Teddy’s anger boiled. “What?” He turned to go back to the house.

  Lavinia grabbed his arm and stopped him. “Teddy, I can take care of myself. Before too long we’ll be married and I’ll be out of there. Please, I need this job. We need this job.”

  Teddy, calmed by her pleading, took her arm once again, and they walked toward the park. That night, he decided it was time to get Lavinia out of that house.

  He asked Mr. MacDonald to watch out for a better berth. John was interested, too. On his next trip, Lavinia gave him a small black and white photo of herself. She’d paid Margaret’s photographer five cents to take her picture.

  “I’m afraid you’ll forget me, Teddy. You are gone so much,” Lavinia said.

  “Don’t be silly, Vinie. How can I forget you? I can’t wait to return to you. I’ll treasure this picture and look at it every night before I go to sleep.” Teddy held her and spun her around. “Soon, Vinie, soon. Before the end of the summer, I promise.”

  He missed her more and more each trip. They had so many plans and were so excited about their future together. Teddy told John all his hopes and dreams. John had none of his own but followed Teddy like a water dog pup on the dock. Berth to berth, they were inseparable, but on the land it was Teddy and Lavinia. John helped him save money and helped him find a house near John’s father’s that he could call home. He just needed one last trip to make it possible. Lavinia was more and more anxious to leave the Jacksons. She didn’t talk much about it, but Teddy sensed the change in her each time he came home.

  12

  “Well, John, we’re home.”

  “Yes, Ted. It’s good to be back. Lavinia will be so happy to see you.”

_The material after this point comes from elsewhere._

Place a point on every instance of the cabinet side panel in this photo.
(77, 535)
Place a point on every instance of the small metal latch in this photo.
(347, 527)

  “It’ll soon be time for you to settle down, too, John. Any girl would be happy to have you.”

  “I’m not ready for that yet, Ted. That’ll come in time,” John said, dismissing the remark. “I can’t wait to see the look on Lavinia’s face when you tell her you’re buying a house.”

  “I know. It seems strange that a homeless boy could end up the richest man in the world,” Teddy said. “I couldn’t have done it without you and your father.” Ted reached his hand out for John’s and shook it firmly. John clapped him on the back.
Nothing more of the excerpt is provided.